The fountain of the pine-cone outside Old St Peter’s in Rome

In the little courtyard or “atrium”, inside the portico but outside the main doors of Old St Peter’s (and you can follow the tag below for many images of the church), stood a little fountain.

pianta di Roma di Etienne Du Perac (1577), particolare del Vaticano.
pianta di Roma di Etienne Du Perac (1577), particolare del Vaticano.

It included a colossal pine-cone of bronze, which will be familiar to many who have visited the Vatican[1]:

The Vatican pinecone and peacocks today. Via Wikimedia Commons.
The Vatican pinecone and peacocks today. Via Wikimedia Commons.

I found online at Google Books[2] the following copy of a drawing of the fountain, itself taken from Huelsen[3]:

Water installation with bronze pine-cone in the atrium of Old St Peter's, Rome.  Drawing by Cronaca (1457-1505).  Uffizi, Florence, 1572.
Water installation with bronze pine-cone in the atrium of Old St Peter’s, Rome. Drawing by Cronaca (1457-1505). Uffizi, Florence, 1572.

The Huelsen article includes further drawings.

huelsen_fig3
Andrea della Vaccaria, “Ornamenti di fabriche antichi e moderni dell’alma citta di Roma”, 1600, quarto.

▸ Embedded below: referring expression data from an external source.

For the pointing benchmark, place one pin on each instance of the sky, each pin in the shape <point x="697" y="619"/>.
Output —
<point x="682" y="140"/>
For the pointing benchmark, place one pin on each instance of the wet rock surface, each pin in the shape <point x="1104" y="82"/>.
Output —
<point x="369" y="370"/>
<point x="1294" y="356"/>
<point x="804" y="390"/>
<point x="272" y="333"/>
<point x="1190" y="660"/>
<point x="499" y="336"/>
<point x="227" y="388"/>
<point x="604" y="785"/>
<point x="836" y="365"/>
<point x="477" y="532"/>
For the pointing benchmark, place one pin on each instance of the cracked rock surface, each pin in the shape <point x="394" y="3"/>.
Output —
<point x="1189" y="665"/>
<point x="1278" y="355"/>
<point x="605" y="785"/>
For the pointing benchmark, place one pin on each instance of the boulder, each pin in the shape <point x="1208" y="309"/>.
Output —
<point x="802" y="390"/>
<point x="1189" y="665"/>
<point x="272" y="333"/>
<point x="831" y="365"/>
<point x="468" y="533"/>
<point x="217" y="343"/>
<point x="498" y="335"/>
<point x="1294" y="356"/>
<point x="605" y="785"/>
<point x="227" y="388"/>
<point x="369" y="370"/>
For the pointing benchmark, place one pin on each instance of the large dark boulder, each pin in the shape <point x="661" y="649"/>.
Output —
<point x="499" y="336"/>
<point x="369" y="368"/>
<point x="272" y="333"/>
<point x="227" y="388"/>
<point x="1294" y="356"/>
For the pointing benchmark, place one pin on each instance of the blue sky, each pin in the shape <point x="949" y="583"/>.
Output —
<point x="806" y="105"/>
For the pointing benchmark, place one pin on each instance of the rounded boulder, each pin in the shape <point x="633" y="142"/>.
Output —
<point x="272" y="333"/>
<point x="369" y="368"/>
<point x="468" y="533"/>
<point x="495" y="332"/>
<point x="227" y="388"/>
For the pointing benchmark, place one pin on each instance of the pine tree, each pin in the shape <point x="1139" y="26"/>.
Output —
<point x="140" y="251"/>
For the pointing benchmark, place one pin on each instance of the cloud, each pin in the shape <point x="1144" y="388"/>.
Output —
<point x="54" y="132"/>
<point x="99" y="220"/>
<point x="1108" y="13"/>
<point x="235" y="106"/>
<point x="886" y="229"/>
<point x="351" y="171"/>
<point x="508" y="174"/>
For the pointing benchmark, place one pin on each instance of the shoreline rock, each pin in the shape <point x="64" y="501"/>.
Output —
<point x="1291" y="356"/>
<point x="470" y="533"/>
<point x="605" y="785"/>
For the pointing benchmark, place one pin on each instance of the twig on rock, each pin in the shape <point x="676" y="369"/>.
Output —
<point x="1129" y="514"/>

Another image comes from a manuscript, Ms. Brussels 17872, fol. 56v, by Philipp de Winghe, and made around 1591-2.

huelsen_fig2

Supposedly water would come out of the pinecone at various places, although how I don’t quite know.  The pinecone and two of the peacocks have survived, as may be seen above.

  1. [1]Photo from Wikimedia Commons, by Wknight94, April 2008.
  2. [2]A. van den Hoek & John H. Herrmann Jr, “Paulinus of Nola, courtyards and canthari: a second look”, In: A. van den Hoek &c, Pottery, Pavements, and Paradise: Iconographic and Textual Studies on Late Antiquity, Brill (2013), p.45, fig. 13.
  3. [3]C. Huelsen, “Der Cantharus von Alt-St. -Peter und die antiken Pignen-Brunnen,”, Romische Mitteilungen 19 (1904), 88-102. Plate 5a.  Online at Archive.org here.